One might agree that the seventies were rebellious, the eighties psychoanalytical and text-paradigmatic, the nineties hedonistic and queer. Once, being excessive has been the domain of the fields of avant-gardistic art and avant-gardistic film – nowadays, Hollywood presents us with men-beating women, blockbusters claim catastrophies as their stars, and intertextual references ironically display their citationality. Even technology is getting more and more excessive: digital special effects, multiplex cinemas, gigantic screens, Dolby Sensurround ... Supposed that cinema itself has become kooky, do we then still need kooky readings? Has Camp become obsolete or has it never been more than a practice of normalizing self-regulation anyway? Do feminist film studies and queer theory equallly contribute to this system? In which aspects and how do films unsettle us in these days? Which kind of images leave us overwhelmed?

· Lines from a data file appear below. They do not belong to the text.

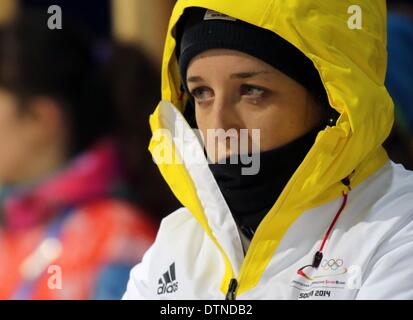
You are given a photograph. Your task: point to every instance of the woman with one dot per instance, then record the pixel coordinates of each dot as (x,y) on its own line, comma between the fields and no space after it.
(327,216)
(68,227)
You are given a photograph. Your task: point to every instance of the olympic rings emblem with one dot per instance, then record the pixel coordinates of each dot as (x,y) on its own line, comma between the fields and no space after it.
(332,264)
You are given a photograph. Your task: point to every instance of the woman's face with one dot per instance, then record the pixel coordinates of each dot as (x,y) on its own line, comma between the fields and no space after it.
(233,90)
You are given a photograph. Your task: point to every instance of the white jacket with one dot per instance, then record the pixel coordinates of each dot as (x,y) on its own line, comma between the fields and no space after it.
(369,252)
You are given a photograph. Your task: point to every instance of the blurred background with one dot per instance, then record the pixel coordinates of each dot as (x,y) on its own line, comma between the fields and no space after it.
(80,197)
(78,188)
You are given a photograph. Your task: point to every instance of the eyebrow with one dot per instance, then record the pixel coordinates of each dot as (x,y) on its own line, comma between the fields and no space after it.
(240,75)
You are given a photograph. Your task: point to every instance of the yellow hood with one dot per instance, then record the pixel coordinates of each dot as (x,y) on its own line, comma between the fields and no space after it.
(352,65)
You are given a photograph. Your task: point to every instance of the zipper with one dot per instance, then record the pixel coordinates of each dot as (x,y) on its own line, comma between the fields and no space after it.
(232,288)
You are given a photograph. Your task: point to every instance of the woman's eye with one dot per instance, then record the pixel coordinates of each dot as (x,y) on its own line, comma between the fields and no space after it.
(202,94)
(252,92)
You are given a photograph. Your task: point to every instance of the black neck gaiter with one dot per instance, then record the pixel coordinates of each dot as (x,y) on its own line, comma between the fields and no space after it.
(250,197)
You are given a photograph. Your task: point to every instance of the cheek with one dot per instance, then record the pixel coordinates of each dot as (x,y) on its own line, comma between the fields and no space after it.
(13,149)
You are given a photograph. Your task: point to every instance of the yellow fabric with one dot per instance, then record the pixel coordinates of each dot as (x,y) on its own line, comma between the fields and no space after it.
(352,65)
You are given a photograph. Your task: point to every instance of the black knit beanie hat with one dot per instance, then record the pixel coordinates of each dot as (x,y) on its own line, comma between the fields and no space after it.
(200,29)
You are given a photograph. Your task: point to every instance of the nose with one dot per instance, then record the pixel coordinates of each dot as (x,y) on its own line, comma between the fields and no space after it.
(223,114)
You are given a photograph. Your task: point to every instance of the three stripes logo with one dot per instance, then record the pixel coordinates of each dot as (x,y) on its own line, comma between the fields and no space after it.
(167,283)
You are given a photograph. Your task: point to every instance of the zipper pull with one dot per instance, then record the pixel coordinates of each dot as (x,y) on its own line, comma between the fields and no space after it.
(233,284)
(317,259)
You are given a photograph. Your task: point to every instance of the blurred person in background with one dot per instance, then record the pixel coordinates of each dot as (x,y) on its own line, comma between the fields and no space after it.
(399,80)
(69,229)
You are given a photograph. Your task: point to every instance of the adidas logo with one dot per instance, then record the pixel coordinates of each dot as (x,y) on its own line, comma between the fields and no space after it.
(167,283)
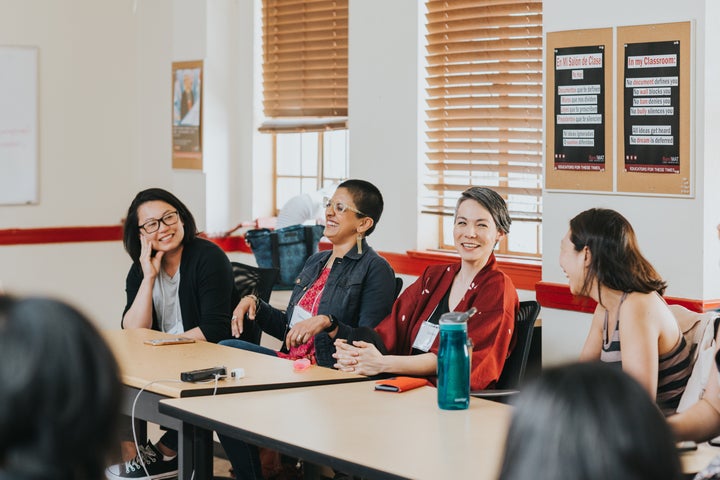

Even though criticism cannot claim a position beyond the system – and despite of all its inevitable involvement – there are good reasons to be ‘against’. We have become familiar with mimicry and falling viewing figures (but hardly with gender mainstreaming yet). Now it is time for new agitprop-strategies, for our own spinning, the ‘own’ of which is continually under discussion.
To explore the new governmentality of the Self, to explore its inherent media conditions and opportunities, to check its instabilities and to occupy mechanical and electrical tensions and rotations anew, this is what the search for kooky aims at.